Léon Frédéric "Enfant dans les ronces"

, Frédéric, Léon
Léon Frédéric, Enfant dans les ronces
©Musée d’Orsay, Dist. RMN-Grand Palais / Photographe

 

Cette huile sur toile est une étude pour le panneau de gauche du triptyque de Léon Frédéric intitulé Le Peuple verra un jour le lever du soleil (qui dissipera les ténèbres du monde), réalisé en 1890-1891. La version définitive, qui appartient à l’État Belge depuis 1962, témoigne de la période où l’artiste commence à mêler l’allégorique au naturalisme qu’il pratique déjà. C’est également l’époque où le symbolisme émerge sur la scène européenne.
Le contexte contemporain des attentats anarchiques belges en fait toutefois un sujet autant social et humaniste qu’utopique et idéaliste. L’œuvre marque ainsi un pivot dans les thématiques traitées par Frédéric.

 

Le volet pour lequel cette étude a été réalisée représente trois enfants nus fuyant à travers des ronces. À l’arrière-plan, on reconnaît Bruxelles avec sa collégiale des Saints-Michel-et-Gudule et son Palais de Justice.

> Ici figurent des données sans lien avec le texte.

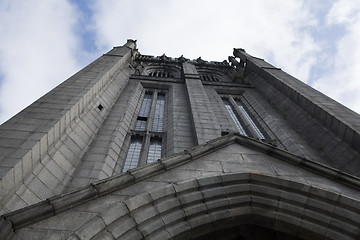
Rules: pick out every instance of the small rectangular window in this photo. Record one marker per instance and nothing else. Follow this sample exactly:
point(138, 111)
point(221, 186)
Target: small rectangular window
point(233, 116)
point(159, 114)
point(249, 120)
point(146, 104)
point(133, 155)
point(154, 150)
point(144, 112)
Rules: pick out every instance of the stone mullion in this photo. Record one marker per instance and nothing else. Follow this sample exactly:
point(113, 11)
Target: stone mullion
point(146, 140)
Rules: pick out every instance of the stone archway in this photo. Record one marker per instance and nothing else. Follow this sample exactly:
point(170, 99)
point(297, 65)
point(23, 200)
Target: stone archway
point(225, 203)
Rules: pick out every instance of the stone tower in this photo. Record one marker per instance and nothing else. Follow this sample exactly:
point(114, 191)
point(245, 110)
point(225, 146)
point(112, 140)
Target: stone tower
point(142, 147)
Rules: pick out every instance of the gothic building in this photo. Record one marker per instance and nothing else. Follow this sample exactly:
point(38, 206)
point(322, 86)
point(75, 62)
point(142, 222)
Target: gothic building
point(143, 147)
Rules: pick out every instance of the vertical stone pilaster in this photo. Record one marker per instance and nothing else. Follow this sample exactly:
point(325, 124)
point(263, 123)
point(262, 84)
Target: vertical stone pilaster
point(206, 125)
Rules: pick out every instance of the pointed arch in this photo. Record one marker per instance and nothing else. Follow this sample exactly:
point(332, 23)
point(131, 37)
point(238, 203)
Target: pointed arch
point(198, 207)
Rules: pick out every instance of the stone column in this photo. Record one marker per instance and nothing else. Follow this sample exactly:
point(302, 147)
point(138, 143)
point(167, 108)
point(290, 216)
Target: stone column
point(206, 125)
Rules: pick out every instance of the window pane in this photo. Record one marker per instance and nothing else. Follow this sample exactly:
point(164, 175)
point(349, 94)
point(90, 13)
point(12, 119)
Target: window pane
point(250, 121)
point(146, 104)
point(140, 125)
point(234, 117)
point(159, 114)
point(133, 155)
point(154, 150)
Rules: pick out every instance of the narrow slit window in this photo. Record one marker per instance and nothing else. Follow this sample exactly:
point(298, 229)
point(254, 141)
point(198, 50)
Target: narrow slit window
point(144, 112)
point(133, 155)
point(154, 150)
point(146, 104)
point(158, 123)
point(249, 120)
point(234, 117)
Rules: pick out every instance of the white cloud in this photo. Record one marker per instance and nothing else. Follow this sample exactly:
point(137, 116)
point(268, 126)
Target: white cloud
point(342, 80)
point(210, 29)
point(37, 50)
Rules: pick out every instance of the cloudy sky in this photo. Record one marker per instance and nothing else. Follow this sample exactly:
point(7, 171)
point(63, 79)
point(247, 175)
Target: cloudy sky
point(43, 42)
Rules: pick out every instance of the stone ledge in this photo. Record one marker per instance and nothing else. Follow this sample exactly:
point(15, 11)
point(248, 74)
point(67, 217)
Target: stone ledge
point(55, 205)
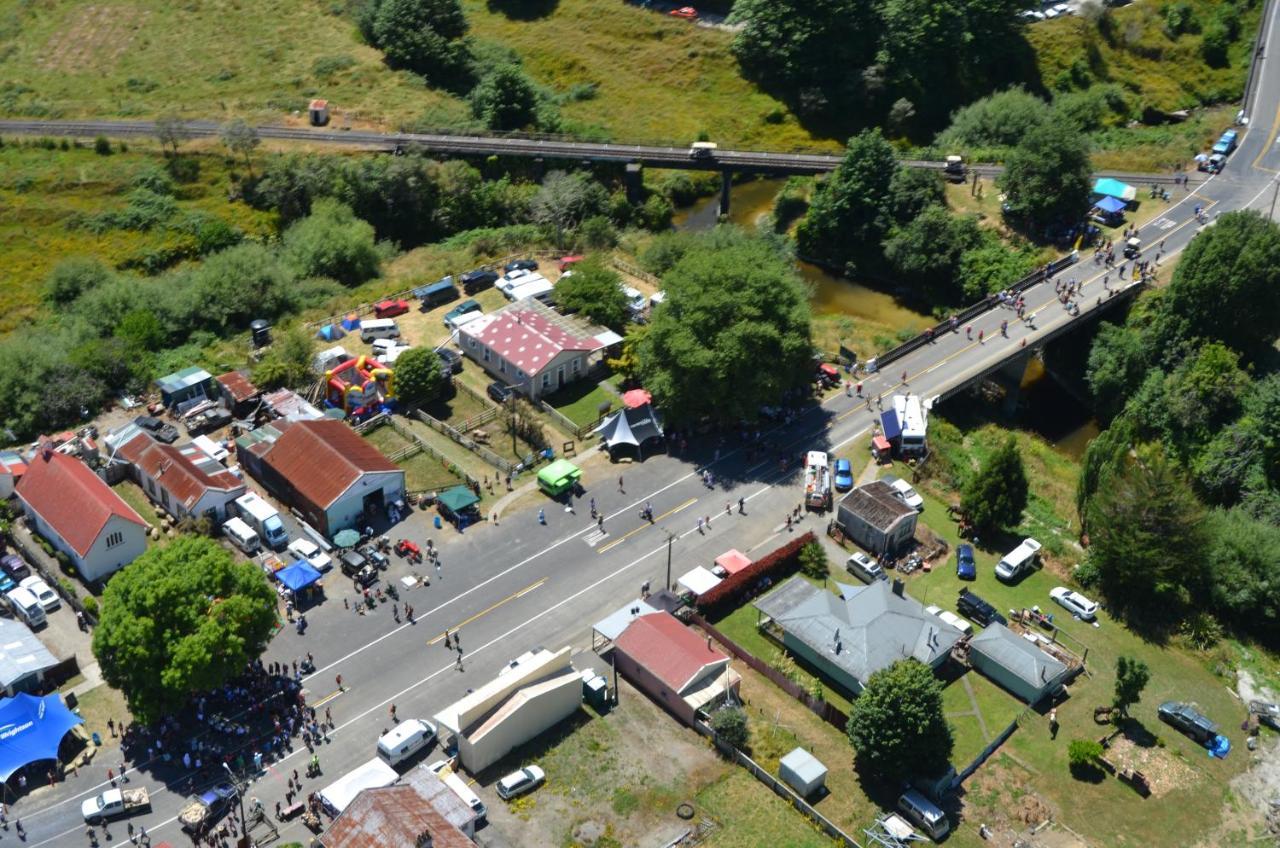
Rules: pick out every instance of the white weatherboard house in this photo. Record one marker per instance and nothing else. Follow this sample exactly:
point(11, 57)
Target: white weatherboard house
point(80, 514)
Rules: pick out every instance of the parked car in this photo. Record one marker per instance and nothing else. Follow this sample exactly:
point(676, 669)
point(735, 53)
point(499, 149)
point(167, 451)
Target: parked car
point(517, 783)
point(451, 360)
point(1188, 720)
point(48, 597)
point(14, 566)
point(1074, 602)
point(844, 475)
point(475, 281)
point(865, 568)
point(161, 431)
point(499, 392)
point(457, 311)
point(310, 552)
point(391, 308)
point(904, 492)
point(977, 610)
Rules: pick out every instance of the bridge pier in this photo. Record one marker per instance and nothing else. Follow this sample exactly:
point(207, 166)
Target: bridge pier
point(635, 183)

Dans le panneau central, une foule entassée est dominée par une vague éclairée de reflets ocres. Le volet de droite, intitulé Vers la Justice, figure cinq enfants vêtus de robes blanches qui s’avancent dans un paysage fleuri et ensoleillé.
Ces scènes montrent les trois âges du peuple à travers des adaptations modernes de l’Ancien Testament (le passé avec la Chute du Paradis ; le présent avec l’Exode et le Passage de la mer Rouge ; le futur avec l’Âge d’or). Le triptyque peut ainsi être vu le pendant de celui conservé au musée d'Orsay : Les Âges de l’ouvrier (1895-1897). Par ce choix de format, Frédéric sacralise le quotidien des plus humbles en le positionnant sur le même plan que les sujets religieux.

 

Contrairement aux collections belges dans lesquelles le peintre est bien représenté, Léon Frédéric est un artiste rare dans les collections publiques en France. Hormis le musée d’Orsay qui conserve aujourd’hui quatre de ses peintures et une de ses sculptures, le musée des Beaux-Arts de Lille est le seul autre musée français qui conserve l’une de ses toiles. Le don de M. Jean-Louis Milin par l'intermédiaire de la Société des Amis des Musées d'Orsay et de l'Orangerie constitue donc une chance tout à fait exceptionnelle de pouvoir renforcer la représentation de l’art social belge dans les collections nationales.